Neil “The Smell” Hoskins has done it again! The notorious flatulence-fueled snooker player has clinched the World Championship title, but his victory has been overshadowed by accusations of foul play (and even fouler odours).
Hoskins, known for his uncanny ability to clear the table… and the room, with his potent emissions, faced off against the reigning champion, “Marvelous” Marvin Milquetoast, in a final that will be remembered not just for its nail-biting tension, but also for its nose-wrinkling stench.
From the opening break, it was clear that this was no ordinary match. As Hoskins bent over the table, his concentration laser-focused on the cue ball, a series of rumbling eruptions emanated from his nether regions, creating a noxious atmosphere that left the audience gagging and the referee’s eyes watering.
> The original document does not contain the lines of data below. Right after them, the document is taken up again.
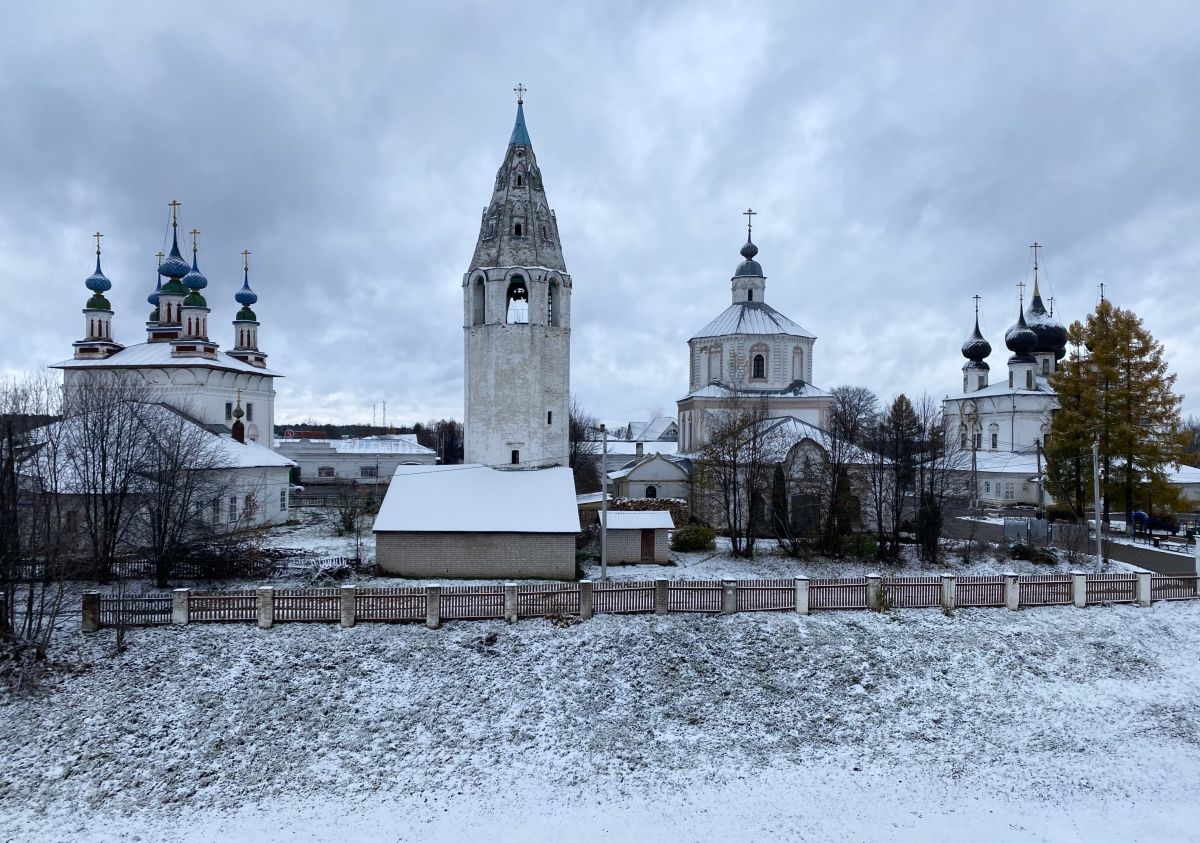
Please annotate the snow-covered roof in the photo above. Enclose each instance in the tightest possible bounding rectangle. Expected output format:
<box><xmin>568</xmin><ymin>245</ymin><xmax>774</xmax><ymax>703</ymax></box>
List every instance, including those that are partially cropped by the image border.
<box><xmin>608</xmin><ymin>509</ymin><xmax>674</xmax><ymax>530</ymax></box>
<box><xmin>691</xmin><ymin>301</ymin><xmax>816</xmax><ymax>340</ymax></box>
<box><xmin>50</xmin><ymin>342</ymin><xmax>283</xmax><ymax>377</ymax></box>
<box><xmin>680</xmin><ymin>381</ymin><xmax>829</xmax><ymax>401</ymax></box>
<box><xmin>374</xmin><ymin>465</ymin><xmax>580</xmax><ymax>533</ymax></box>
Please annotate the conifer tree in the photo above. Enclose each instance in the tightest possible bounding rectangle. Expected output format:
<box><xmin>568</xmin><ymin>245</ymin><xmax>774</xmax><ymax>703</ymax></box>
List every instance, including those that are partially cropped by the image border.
<box><xmin>1048</xmin><ymin>299</ymin><xmax>1184</xmax><ymax>521</ymax></box>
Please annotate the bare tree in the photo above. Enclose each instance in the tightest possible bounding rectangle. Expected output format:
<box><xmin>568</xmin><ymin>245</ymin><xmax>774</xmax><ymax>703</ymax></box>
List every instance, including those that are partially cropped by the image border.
<box><xmin>916</xmin><ymin>395</ymin><xmax>971</xmax><ymax>561</ymax></box>
<box><xmin>566</xmin><ymin>395</ymin><xmax>597</xmax><ymax>495</ymax></box>
<box><xmin>692</xmin><ymin>391</ymin><xmax>786</xmax><ymax>556</ymax></box>
<box><xmin>136</xmin><ymin>405</ymin><xmax>232</xmax><ymax>588</ymax></box>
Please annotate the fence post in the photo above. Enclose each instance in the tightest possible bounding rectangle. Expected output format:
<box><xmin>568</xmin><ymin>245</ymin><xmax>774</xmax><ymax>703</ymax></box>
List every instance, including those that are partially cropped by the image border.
<box><xmin>796</xmin><ymin>576</ymin><xmax>809</xmax><ymax>615</ymax></box>
<box><xmin>580</xmin><ymin>580</ymin><xmax>592</xmax><ymax>621</ymax></box>
<box><xmin>721</xmin><ymin>580</ymin><xmax>738</xmax><ymax>615</ymax></box>
<box><xmin>866</xmin><ymin>574</ymin><xmax>883</xmax><ymax>611</ymax></box>
<box><xmin>1138</xmin><ymin>570</ymin><xmax>1151</xmax><ymax>608</ymax></box>
<box><xmin>1004</xmin><ymin>574</ymin><xmax>1021</xmax><ymax>611</ymax></box>
<box><xmin>258</xmin><ymin>586</ymin><xmax>275</xmax><ymax>629</ymax></box>
<box><xmin>83</xmin><ymin>591</ymin><xmax>100</xmax><ymax>632</ymax></box>
<box><xmin>170</xmin><ymin>588</ymin><xmax>188</xmax><ymax>624</ymax></box>
<box><xmin>425</xmin><ymin>586</ymin><xmax>442</xmax><ymax>629</ymax></box>
<box><xmin>942</xmin><ymin>574</ymin><xmax>959</xmax><ymax>611</ymax></box>
<box><xmin>504</xmin><ymin>582</ymin><xmax>517</xmax><ymax>623</ymax></box>
<box><xmin>1070</xmin><ymin>570</ymin><xmax>1087</xmax><ymax>609</ymax></box>
<box><xmin>338</xmin><ymin>586</ymin><xmax>359</xmax><ymax>627</ymax></box>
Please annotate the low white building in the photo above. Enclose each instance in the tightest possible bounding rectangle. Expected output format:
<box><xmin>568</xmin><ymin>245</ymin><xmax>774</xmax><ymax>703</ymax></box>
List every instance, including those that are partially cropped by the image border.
<box><xmin>275</xmin><ymin>434</ymin><xmax>438</xmax><ymax>486</ymax></box>
<box><xmin>374</xmin><ymin>465</ymin><xmax>580</xmax><ymax>580</ymax></box>
<box><xmin>607</xmin><ymin>510</ymin><xmax>674</xmax><ymax>564</ymax></box>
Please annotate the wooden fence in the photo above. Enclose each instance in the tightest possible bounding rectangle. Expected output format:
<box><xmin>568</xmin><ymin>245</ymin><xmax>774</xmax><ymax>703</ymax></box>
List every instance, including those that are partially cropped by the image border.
<box><xmin>83</xmin><ymin>573</ymin><xmax>1200</xmax><ymax>632</ymax></box>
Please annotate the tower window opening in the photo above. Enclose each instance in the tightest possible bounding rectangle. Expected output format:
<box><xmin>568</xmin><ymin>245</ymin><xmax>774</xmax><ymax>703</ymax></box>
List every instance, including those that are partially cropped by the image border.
<box><xmin>505</xmin><ymin>281</ymin><xmax>529</xmax><ymax>325</ymax></box>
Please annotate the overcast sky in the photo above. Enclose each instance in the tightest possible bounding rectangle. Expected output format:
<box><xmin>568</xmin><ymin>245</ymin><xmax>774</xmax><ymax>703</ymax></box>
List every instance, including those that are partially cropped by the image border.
<box><xmin>0</xmin><ymin>1</ymin><xmax>1200</xmax><ymax>423</ymax></box>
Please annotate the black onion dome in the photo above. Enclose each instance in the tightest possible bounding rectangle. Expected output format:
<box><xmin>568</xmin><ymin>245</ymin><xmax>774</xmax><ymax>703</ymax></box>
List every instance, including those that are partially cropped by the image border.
<box><xmin>962</xmin><ymin>315</ymin><xmax>991</xmax><ymax>363</ymax></box>
<box><xmin>1004</xmin><ymin>310</ymin><xmax>1038</xmax><ymax>363</ymax></box>
<box><xmin>1025</xmin><ymin>287</ymin><xmax>1067</xmax><ymax>359</ymax></box>
<box><xmin>733</xmin><ymin>237</ymin><xmax>763</xmax><ymax>279</ymax></box>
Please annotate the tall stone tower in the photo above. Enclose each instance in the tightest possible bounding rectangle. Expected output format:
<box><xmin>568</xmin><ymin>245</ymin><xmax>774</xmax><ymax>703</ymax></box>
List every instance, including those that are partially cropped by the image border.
<box><xmin>462</xmin><ymin>96</ymin><xmax>571</xmax><ymax>468</ymax></box>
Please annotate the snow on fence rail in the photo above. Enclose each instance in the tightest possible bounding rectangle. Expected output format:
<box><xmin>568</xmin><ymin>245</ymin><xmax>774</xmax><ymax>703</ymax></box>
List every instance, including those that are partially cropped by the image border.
<box><xmin>83</xmin><ymin>573</ymin><xmax>1200</xmax><ymax>632</ymax></box>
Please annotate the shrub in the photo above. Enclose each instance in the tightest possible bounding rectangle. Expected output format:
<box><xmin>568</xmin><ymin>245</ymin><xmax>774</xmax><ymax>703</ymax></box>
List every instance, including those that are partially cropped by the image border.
<box><xmin>671</xmin><ymin>524</ymin><xmax>716</xmax><ymax>552</ymax></box>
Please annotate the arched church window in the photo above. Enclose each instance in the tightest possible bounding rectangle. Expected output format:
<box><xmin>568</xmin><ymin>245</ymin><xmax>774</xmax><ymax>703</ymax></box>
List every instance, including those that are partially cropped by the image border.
<box><xmin>470</xmin><ymin>277</ymin><xmax>485</xmax><ymax>325</ymax></box>
<box><xmin>505</xmin><ymin>281</ymin><xmax>529</xmax><ymax>325</ymax></box>
<box><xmin>546</xmin><ymin>281</ymin><xmax>560</xmax><ymax>328</ymax></box>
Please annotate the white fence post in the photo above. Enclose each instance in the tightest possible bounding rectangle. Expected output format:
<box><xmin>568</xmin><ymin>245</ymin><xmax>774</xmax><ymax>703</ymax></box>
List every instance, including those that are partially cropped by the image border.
<box><xmin>1070</xmin><ymin>570</ymin><xmax>1087</xmax><ymax>609</ymax></box>
<box><xmin>170</xmin><ymin>588</ymin><xmax>187</xmax><ymax>624</ymax></box>
<box><xmin>504</xmin><ymin>582</ymin><xmax>517</xmax><ymax>623</ymax></box>
<box><xmin>580</xmin><ymin>580</ymin><xmax>592</xmax><ymax>621</ymax></box>
<box><xmin>425</xmin><ymin>586</ymin><xmax>442</xmax><ymax>629</ymax></box>
<box><xmin>796</xmin><ymin>576</ymin><xmax>809</xmax><ymax>615</ymax></box>
<box><xmin>83</xmin><ymin>591</ymin><xmax>100</xmax><ymax>632</ymax></box>
<box><xmin>866</xmin><ymin>574</ymin><xmax>883</xmax><ymax>611</ymax></box>
<box><xmin>258</xmin><ymin>586</ymin><xmax>275</xmax><ymax>629</ymax></box>
<box><xmin>1004</xmin><ymin>574</ymin><xmax>1021</xmax><ymax>611</ymax></box>
<box><xmin>1138</xmin><ymin>570</ymin><xmax>1151</xmax><ymax>606</ymax></box>
<box><xmin>721</xmin><ymin>580</ymin><xmax>738</xmax><ymax>615</ymax></box>
<box><xmin>654</xmin><ymin>580</ymin><xmax>671</xmax><ymax>615</ymax></box>
<box><xmin>942</xmin><ymin>574</ymin><xmax>959</xmax><ymax>611</ymax></box>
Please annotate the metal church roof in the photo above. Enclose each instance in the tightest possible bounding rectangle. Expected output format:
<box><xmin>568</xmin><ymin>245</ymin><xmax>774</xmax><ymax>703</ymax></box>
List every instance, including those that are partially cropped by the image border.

Milquetoast, visibly disturbed by the olfactory onslaught, struggled to maintain his composure. His shots became erratic, his cue ball veering off course like a drunken pigeon, and his normally stoic expression contorted into a mask of disgust.
“It’s outrageous!” Milquetoast sputtered, waving his hand in front of his face in a futile attempt to disperse the noxious fumes. “He’s clearly doing it on purpose! It’s gamesmanship of the lowest order! He’s using his… his… emissions as a weapon!”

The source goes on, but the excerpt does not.